I have a history of obsessing over predicting the future. Probably the first major time series project I had was in grad school, with a consulting project forecasting amusement park attendance that ultimately found a LSTM network to be most effective. Again at my first data science job, forecasting demand and sales and prices. Probably what interested me most in these problems was the fact they were more difficult to solve – normal classification and regression problems generally being straight-forward to solve with current data science tools.
What annoys me most about time series forecasting is there no scikit-learn equivalent in Python where you can do all your forecasting tasks in what place. You’ve got to combine a dozen or so different packages, and you need quite a bit of domain-specific knowledge. And even with all that domain-specific knowledge, at the end of the day, like in much of data science, it mostly comes down to an educated guess-and-check process.
Let me rant, briefly, against statisticians. Statisticians rule the time series world. They have invented a bewildering array of statistical tests to assert their dominance in the domain. To be done as statistics would seem to argue is the proper way, you would spend a few days developing a single ARIMA model for a single time series. In reality, science is based on observation. Ultimately, these statistics tests were built and tested on some set of observations about the real world. However, for any particular case, you are far better off testing your methods on the most relevant observations you have – your training data – and using cross validation rather than arbitrary statistical tests.
Statistics, in short is often more about human feelings than science. The feelings of statisticians, the feelings of business people, all who take confidence in following long-standing complicated-sounding rules.
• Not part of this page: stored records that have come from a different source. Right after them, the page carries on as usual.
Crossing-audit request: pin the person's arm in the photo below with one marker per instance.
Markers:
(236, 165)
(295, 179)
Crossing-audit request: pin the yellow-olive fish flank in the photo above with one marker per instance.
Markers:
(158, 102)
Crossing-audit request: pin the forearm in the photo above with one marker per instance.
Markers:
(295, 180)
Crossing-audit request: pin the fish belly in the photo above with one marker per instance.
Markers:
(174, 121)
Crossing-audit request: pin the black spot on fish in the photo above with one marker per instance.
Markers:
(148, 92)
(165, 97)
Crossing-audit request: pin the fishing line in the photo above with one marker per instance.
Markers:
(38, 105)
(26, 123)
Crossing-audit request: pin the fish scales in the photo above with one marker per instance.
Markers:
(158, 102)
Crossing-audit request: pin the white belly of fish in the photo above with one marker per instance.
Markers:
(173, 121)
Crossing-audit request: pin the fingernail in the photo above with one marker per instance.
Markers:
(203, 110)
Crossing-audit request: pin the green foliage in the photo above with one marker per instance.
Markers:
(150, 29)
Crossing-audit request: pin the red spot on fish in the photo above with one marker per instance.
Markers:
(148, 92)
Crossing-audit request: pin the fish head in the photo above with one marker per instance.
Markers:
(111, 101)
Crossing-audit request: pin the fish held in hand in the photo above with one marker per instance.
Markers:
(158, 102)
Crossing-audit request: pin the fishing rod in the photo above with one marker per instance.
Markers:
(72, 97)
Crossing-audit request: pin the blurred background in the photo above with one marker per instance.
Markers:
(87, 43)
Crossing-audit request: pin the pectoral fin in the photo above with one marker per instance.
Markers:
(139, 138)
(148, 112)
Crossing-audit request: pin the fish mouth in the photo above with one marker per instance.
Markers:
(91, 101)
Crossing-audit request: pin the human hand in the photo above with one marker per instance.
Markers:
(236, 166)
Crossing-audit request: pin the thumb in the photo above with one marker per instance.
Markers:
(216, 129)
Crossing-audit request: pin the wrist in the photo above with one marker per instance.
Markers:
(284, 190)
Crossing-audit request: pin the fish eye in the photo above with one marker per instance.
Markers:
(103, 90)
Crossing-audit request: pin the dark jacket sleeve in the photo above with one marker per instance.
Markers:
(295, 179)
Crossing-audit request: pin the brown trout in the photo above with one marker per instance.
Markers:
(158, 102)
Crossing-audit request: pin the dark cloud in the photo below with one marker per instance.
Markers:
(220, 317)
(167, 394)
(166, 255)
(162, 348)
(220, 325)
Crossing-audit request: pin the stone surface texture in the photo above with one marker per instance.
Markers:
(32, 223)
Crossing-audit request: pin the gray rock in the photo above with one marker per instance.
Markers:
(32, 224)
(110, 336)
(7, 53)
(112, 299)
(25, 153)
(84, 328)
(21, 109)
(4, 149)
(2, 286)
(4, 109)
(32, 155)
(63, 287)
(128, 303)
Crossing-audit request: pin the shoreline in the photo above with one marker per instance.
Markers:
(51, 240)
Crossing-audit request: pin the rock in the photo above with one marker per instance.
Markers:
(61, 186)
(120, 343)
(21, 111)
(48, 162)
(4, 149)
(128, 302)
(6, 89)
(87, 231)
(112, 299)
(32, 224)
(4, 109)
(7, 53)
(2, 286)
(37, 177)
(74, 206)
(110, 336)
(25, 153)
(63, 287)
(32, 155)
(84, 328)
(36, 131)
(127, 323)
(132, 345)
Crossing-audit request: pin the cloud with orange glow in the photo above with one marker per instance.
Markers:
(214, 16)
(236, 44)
Viewed from a less skeptical lens, you could maybe say I am in the ‘science fiction’ school of forecasting. I love reading science fiction. I also love making fun of the original Star Trek which failed to predict all sorts of technology which would exist mere decades later. My point here being that predicting the future is always going to be far less certain than we like. We can examine what worked well repeatedly as things changed in the past, and hope that things continue to happen more-or-less that way. I accept that some of my work is ultimately fiction, but I ground it as much in science, as much in observation, as I can. Thus, I have a science fiction way of forecasting.
This entire commentary so far is wandering its way to the fact that I have released the early version of AutoTS, an automated time series package. I have tried to build in the different models, different features, different transformations, different error metrics, different cross validation methods, and all the different things that make reading the future just a bit difficult.
It’s amazing! Or will be, in a few years, I hope. As it is, this project has quite a bit of my time put into it over the last few months. It was born from my work at US Venture where I had assembled a crude script for comparing time series methods to each other. When I quit US Venture, I promptly spent the next three weeks or so with a whiteboard, a pile of textbooks, and of course, a computer – all to simply brainstorm what functionality I would want, and roughly how that would work together, without writing a single line of code.
Since those early days, I have spent most of my unemployed time over the holidays, and even, perhaps sacrilegiously, quite a lot of time on my current big New Zealand vacation, working on this project. It works! It has underlying influence from both TPOT and DataRobot, but at the end of the day is a mess largely of my own random tendencies. It has some decidedly questionable aspects, like my point-to-probabilitistic methods – which hopefully true statisticians will never see lest I face a witch hunt. Speaking of witches, I also have some wizard-themed function names and various Monty Python quotes throughout the documentation. Being a product of my mind, it is prone to the bizarre tendencies therein.
If you are wondering who I designed it for (besides, obviously, myself), I really designed it for medium sized businesses forecasting 100’s to 1,000’s of time series at once. My dream is basically to throw together every time series a business needs (of the same frequency) into one giant dataset, run this slow but steady evaluator on it to find the best method(s), then forecast all those series, hopefully benefiting from some shared knowledge among the series, and ultimately, simplicity in infrastructure.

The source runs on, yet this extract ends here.